Cite this article as:"Insider Information – Definition," in The Business Professor, updated October 15, 2019, last accessed December 4, 2020,


Insider Information Definition

Insider information refers to a non-public facts regarding a publicly traded company’s conditions or plans which can provide financial benefits in a securities market.

A Little More on What is Insider Information

Insider information refers to a non-public fact regarding a publicly traded company’s conditions or plans which can provide financial benefits when utilized for buying or selling shares of that or the securities of another company. Being knowledgeable about a company’s major, confidential, and corporate developments, like a new product’s release, can provide unfair advantage supposing the information isn’t public, that is, if only very few individuals are aware of the developments. Insider information is usually gained by an individual who works within or close to a listed company.
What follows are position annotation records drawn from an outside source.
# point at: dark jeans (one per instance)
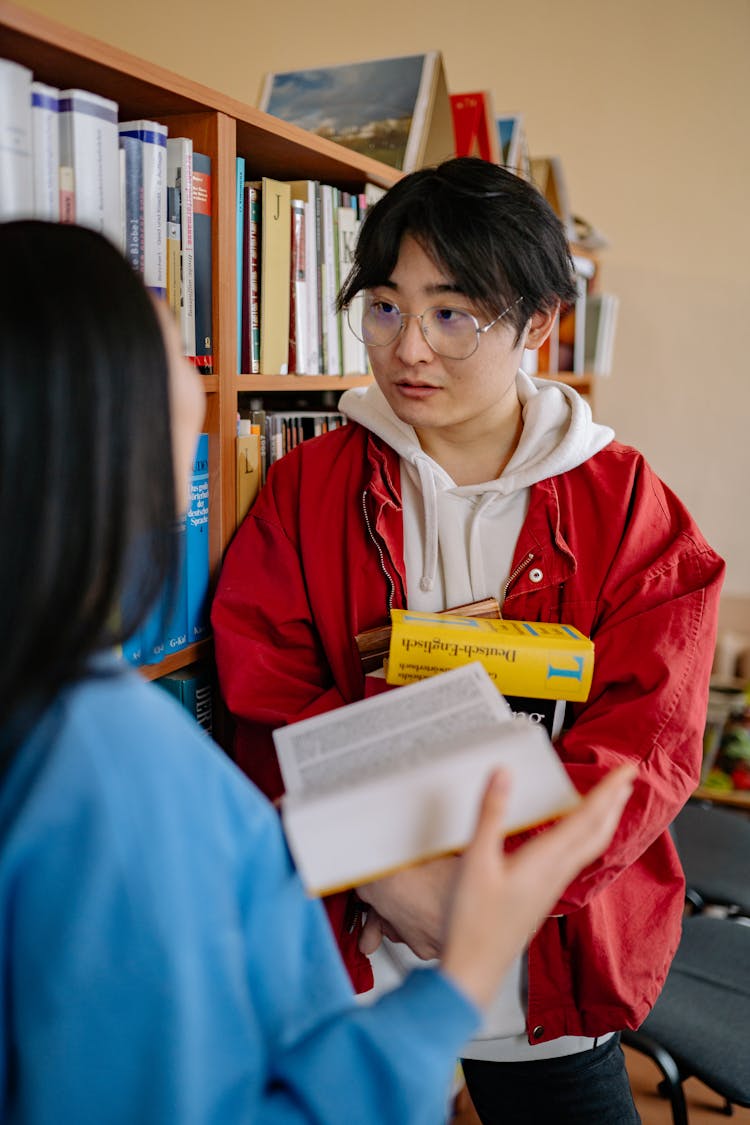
(588, 1088)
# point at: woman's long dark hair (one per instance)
(87, 484)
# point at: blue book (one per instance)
(240, 237)
(133, 648)
(201, 235)
(175, 624)
(197, 559)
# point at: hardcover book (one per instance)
(152, 137)
(193, 689)
(396, 110)
(16, 145)
(132, 190)
(45, 151)
(197, 554)
(179, 179)
(202, 258)
(514, 147)
(274, 258)
(473, 126)
(308, 192)
(89, 146)
(397, 779)
(536, 659)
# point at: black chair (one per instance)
(714, 849)
(701, 1024)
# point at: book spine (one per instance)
(298, 333)
(197, 555)
(173, 282)
(179, 176)
(152, 137)
(328, 275)
(89, 144)
(45, 149)
(16, 143)
(529, 665)
(240, 246)
(133, 199)
(175, 624)
(201, 228)
(353, 351)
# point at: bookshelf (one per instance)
(224, 128)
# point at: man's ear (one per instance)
(540, 327)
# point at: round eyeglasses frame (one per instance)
(479, 330)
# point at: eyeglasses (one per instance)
(452, 333)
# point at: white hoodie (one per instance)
(459, 542)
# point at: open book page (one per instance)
(389, 732)
(397, 779)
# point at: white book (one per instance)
(328, 282)
(179, 174)
(89, 147)
(397, 779)
(153, 140)
(354, 359)
(307, 190)
(298, 330)
(16, 174)
(45, 150)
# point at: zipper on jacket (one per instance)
(514, 574)
(391, 585)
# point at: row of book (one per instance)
(295, 248)
(65, 156)
(265, 437)
(183, 620)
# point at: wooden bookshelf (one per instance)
(223, 128)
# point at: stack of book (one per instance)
(65, 156)
(171, 627)
(296, 242)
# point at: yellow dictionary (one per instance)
(530, 658)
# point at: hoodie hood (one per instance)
(559, 434)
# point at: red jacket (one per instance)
(605, 547)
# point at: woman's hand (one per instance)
(499, 899)
(409, 907)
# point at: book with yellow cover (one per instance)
(531, 658)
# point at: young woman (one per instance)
(160, 961)
(461, 478)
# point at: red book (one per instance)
(473, 126)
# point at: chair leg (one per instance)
(672, 1082)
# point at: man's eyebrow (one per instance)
(431, 290)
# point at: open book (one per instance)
(398, 777)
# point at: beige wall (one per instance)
(649, 105)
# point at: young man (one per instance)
(460, 478)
Insider trading is termed illegal in a situation where the material information hasn’t been publicized and has been traded on. This is solely because trading on insider information is considered to be an unfair manipulation of the free market to favor certain parties. It weakens overall investor confidence in the market’s integrity and can lessen economic growth.

Regulating Insider Information and Trading

If someone utilizes insider information to place trades or enter trading positions, he or she can be found guilty of insider trading. Such a person can be found guilty supposing they tell a third party to place trades in line with the information, irrespective of whether the insider themselves got financial gains from the wrong information. In the U.S., the Securities and Exchange Commission (SEC) regulates legal insider trades, where corporate insiders like directors, employees, and officers, purchase and sell stock in their own companies. This trading type is allowed but is subject to specific regulations, many of which were encoded in the Securities Exchange Act of 1934.
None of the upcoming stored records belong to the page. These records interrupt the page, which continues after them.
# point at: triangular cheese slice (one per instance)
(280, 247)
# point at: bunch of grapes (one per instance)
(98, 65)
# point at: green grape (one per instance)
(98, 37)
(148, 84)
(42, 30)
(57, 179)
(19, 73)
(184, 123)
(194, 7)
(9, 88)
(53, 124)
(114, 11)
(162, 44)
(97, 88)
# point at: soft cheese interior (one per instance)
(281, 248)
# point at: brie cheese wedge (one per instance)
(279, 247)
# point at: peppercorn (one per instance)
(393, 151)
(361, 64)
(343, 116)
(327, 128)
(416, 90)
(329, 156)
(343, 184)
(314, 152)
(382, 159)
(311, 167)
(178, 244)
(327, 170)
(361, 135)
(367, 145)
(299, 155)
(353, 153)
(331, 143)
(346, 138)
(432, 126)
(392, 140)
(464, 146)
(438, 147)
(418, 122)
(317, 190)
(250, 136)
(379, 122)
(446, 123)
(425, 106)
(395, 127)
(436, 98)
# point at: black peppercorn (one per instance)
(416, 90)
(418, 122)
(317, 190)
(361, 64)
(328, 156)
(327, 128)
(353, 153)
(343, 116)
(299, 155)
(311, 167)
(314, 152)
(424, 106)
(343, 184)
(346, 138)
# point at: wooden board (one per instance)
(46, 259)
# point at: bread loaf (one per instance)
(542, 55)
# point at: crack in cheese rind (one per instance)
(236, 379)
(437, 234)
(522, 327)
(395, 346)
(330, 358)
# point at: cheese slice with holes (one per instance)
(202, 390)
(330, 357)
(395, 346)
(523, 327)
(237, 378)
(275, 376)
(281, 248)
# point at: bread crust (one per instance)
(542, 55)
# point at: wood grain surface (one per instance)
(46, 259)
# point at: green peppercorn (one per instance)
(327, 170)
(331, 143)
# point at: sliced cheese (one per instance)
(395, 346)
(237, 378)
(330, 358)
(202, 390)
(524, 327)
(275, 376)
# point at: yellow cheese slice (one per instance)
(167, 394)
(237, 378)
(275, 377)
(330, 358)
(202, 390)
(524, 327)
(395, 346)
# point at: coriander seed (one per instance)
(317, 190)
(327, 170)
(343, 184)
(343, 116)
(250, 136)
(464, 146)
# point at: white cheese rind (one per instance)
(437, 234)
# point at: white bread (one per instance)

United States courts, as well as, lawmakers have broadened the enforceable definitions of insider trading since passing the law, through loophole-closing legislations, as well as, high-profile securities fraud decisions. The Congress, in 2000, passed Regulation Fair Disclosure (REGULATION FD), which was supposed to restrain companies’ selective disclosure of information to specific shareholders or other traders; it states that whenever a firm is revealing former non-public information to a willing party, it’s mandatory that they make the information accessible to all traders and public.

The Securities and Exchange Commission prosecutes trading because of insider information as a major fraud offense and people found guilty can either be imprisoned or heavily fined. Martha Stewart, the business mogul and personality, was indicted in 2003 for securities fraud, as well as, other charges after she traded to prevent a loss based on insider information. She was imprisoned for five months and was also fined $30,000.